Chapter 6 Interpretability & Explainability with Random Forest
The distinction between interpretability and explainability lies in their focus and depth. We can say that interpretability focuses on understanding the inner workings of the models, while explainability focuses on explaining the decisions made.
Model complexity: when dealing with intricate models like Random Forest (with tens of variables and thousands of trees), up to deep neural networks, interpretability becomes challenging due to their complexity and the interplay among their components. In such scenarios, explainability proves to be a more practical approach, as it focuses on clarifying decisions rather than delving into the complexities of the model.
Communication: in terms of audience and purpose, interpretability primarily concerns machine learning specialists , whereas explainability targets end users seeking to grasp model decisions. Consequently, explainability necessitates a more straightforward and intuitive communication of information.
While Random Forest models are powerful and often yield high accuracy, interpretability can be challenging due to their complex structure and the high number of tress. However, the following techniques can enhance the interpretability and explainability of Random Forest models.
A surrogate model, such as a single decision tree, can approximate the predictions of a more complex model like a Random Forest, which is composed of thousands of decision trees. The surrogate model is more interpretable and helps in understanding the general rules that the Random Forest model follows.
For explainability, examining feature importance scores, which measure the contribution of each variable to the model’s predictions, allows us to identify the most influential variables in the model’s decisions. In addition, partial dependence plots enable us to visualize how changes in a variable influence the model’s predictions, making this tool useful for interpreting the global effects of predictors across the entire dataset.
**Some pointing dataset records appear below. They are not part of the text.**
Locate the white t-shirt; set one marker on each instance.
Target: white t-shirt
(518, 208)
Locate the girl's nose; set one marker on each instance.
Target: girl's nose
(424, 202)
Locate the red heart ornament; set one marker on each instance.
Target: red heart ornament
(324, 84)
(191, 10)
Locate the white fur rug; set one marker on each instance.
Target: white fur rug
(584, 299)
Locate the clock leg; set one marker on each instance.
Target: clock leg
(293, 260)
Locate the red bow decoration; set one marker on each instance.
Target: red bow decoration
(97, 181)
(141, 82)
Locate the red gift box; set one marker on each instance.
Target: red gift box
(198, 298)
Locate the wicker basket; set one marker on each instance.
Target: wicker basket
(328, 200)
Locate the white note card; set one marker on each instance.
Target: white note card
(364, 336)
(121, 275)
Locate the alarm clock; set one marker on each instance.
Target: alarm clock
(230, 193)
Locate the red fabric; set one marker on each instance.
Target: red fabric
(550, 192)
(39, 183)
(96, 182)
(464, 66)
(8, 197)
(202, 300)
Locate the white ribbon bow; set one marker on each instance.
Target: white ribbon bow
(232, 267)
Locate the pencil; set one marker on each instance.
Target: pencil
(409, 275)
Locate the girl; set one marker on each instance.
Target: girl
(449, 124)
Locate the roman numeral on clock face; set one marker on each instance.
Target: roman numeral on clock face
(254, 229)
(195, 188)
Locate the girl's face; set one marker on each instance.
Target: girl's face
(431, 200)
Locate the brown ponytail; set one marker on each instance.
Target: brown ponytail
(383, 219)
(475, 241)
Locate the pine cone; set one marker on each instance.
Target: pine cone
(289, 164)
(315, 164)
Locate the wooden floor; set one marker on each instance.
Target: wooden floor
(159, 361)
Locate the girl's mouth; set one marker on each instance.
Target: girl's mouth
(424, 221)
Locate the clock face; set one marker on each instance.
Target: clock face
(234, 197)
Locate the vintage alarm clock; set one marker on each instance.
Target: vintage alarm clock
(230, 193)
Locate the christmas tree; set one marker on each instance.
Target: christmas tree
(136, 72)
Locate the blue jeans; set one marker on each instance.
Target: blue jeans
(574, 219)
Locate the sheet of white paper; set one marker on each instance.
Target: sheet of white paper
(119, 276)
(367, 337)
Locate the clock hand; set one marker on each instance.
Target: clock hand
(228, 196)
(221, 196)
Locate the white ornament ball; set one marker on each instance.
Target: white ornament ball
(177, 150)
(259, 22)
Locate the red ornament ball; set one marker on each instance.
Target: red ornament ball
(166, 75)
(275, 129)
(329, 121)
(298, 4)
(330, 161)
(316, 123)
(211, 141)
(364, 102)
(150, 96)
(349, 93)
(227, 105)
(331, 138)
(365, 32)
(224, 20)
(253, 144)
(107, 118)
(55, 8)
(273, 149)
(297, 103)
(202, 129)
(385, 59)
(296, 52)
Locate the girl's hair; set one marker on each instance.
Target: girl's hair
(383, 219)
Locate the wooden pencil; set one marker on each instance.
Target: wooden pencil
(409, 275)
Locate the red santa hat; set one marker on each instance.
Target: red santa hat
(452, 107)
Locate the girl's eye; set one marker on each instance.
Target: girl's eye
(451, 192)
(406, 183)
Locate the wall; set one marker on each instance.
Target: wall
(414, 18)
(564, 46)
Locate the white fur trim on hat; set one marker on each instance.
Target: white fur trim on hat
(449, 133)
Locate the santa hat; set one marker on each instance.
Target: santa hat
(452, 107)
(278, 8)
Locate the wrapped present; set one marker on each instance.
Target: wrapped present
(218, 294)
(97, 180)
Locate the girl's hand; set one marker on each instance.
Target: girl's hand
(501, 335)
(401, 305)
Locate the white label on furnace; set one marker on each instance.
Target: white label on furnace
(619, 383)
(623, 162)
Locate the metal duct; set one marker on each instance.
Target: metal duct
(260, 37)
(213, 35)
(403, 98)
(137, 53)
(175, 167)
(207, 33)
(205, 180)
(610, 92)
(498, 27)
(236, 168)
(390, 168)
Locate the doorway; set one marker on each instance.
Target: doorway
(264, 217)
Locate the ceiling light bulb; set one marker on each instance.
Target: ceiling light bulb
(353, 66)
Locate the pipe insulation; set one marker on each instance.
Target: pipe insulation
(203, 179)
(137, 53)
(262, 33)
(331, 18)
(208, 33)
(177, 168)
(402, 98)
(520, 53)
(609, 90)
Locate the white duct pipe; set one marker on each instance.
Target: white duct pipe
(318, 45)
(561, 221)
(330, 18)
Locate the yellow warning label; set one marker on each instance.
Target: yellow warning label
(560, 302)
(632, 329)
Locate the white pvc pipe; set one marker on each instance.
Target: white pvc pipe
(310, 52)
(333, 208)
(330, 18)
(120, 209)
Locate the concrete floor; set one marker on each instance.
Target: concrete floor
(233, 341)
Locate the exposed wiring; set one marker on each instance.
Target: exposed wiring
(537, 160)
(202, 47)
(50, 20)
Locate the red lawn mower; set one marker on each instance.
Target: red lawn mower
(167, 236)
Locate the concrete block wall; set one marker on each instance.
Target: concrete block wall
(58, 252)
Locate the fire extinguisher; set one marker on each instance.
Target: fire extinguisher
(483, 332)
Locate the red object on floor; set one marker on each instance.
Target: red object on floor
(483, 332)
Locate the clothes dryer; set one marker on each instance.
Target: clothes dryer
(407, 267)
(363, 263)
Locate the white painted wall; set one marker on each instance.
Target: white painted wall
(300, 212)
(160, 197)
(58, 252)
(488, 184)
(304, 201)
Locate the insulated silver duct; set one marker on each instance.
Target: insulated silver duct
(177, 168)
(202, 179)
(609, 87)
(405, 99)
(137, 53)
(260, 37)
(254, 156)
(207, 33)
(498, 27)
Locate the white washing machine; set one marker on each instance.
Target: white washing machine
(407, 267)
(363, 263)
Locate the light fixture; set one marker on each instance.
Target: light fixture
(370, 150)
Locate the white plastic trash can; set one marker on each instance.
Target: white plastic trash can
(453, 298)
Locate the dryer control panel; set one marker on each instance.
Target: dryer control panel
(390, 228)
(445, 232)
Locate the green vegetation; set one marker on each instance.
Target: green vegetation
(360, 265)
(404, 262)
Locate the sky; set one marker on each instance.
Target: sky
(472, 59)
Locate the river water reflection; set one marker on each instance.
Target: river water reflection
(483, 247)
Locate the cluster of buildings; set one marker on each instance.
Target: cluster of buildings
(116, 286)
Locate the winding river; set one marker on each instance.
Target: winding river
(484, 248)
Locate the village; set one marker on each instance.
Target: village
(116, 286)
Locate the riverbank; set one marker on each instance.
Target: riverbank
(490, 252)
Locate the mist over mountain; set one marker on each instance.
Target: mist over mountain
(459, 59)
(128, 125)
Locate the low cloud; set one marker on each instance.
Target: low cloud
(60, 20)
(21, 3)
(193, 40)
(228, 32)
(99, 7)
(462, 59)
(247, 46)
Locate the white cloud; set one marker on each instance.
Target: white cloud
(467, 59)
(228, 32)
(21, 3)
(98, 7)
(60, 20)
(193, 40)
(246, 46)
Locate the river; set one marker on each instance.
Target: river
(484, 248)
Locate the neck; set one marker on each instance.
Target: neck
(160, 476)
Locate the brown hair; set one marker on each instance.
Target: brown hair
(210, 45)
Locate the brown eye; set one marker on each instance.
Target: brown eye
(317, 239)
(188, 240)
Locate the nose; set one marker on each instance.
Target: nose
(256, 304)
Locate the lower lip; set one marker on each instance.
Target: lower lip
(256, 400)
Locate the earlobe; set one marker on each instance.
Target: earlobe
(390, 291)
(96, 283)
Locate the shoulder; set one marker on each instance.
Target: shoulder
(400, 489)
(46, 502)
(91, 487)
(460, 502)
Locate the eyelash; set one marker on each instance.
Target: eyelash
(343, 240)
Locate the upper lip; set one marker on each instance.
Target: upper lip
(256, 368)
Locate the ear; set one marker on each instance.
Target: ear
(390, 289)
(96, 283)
6.1 Aim of the present lab
In this computing lab you will work with the outputs of Random Forest resulting from the lab on landslides susceptibility map (LSM_RF).
Firstly, we will explore the relative importance of the predictor variables (feature importance scores) , and their relative probability of prediction success (partial dependence plots).
In the second part, we will apply a local version of Random Forest (named “Geographical Random Forest”) to analyse the spatial heterogeneity of the local variable importance.
6.1.1 Re-load libraries and workspace
If you have quit the workspace where you have run the RF model for landslide susceptibility map you need to load it again in this new project. Loading the workspace refers to the action of restoring the saved state of R environment. When you save your workspace in R, it typically includes all the objects (such as variables, functions, data frames, etc.) that are currently present in your R session. Loading the workspace means to restore this saved state, bringing back all the previously saved objects into your current R session.
## [1] "RColorBrewer" "tidyr" "randomForest" "classInt" "plotROC"
## [6] "ggplot2" "pROC" "dplyr" "readr" "foreign"
## [11] "terra" "stats" "graphics" "grDevices" "utils"
## [16] "datasets" "methods" "base"
6.2 Features importance score
Although machine learning algorithms are often considered as a black box, with RF is possible to plot a sample tree (selected randomly) to analyse its structure and investigate how decisions have been made. In addition RF provides two scores allowing to assess the importance of each variables in the model: the mean decrease in accuracy (MDA), and the mean decrease in Gini index. Higher values indicate the most important variables.
# Display the plot with the relative importance of each variable
importance(RF_LS)
varImpPlot(RF_LS)
6.2.1 Partial dependence plot
In addition, the Partial Dependence Plot (PDP) allows us to estimate, for each single variable, the relative probability of prediction success over different ranges of values. PDP provides a graphical depiction of the marginal effect of each variable on the class probability over different ranges of continuous or discrete values. Positive values are associated with the probability of occurrence of the phenomena (i.e., landslides presence), while negative vales indicate its absence.
# Slope
partialPlot(RF_LS, LS_train, x.var = slope, rug = TRUE,
which.class = RF_LS$classes[2],xlab= "Slope [°]",
main = "", ylab = "PDP")
# Elevation
partialPlot(RF_LS, LS_train ,x.var = DEM, rug = TRUE,
which.class = RF_LS$classes[2],xlab= "Elevation [m]",
main = "",ylab = "PDP")
# Profile curvature
partialPlot(RF_LS, LS_train, x.var = profCurv, rug = TRUE,
which.class = RF_LS$classes[2],xlab= "Profile curvature [1/m]",
main = "", ylab = "PDP", xlim = c(-0.1,0.1))
# Plan Curvature
partialPlot(RF_LS, LS_train, x.var = planCurv, rug = TRUE,
which.class = RF_LS$classes[2],xlab= "Plan curvature [1/m]",
main = "", ylab = "PDP", xlim = c(-0.1,0.1))
# Distance to road
partialPlot(RF_LS, LS_train, x.var = distRoad, rug = TRUE,
which.class = RF_LS$classes[2],xlab= "Distance to road [m]",
main = "", ylab = "PDP")
# Topographic wetness index
partialPlot(RF_LS, LS_train, x.var = TWI, rug = TRUE,
which.class = RF_LS$classes[2],xlab= "TWI [-]",
main = "", ylab = "PDP")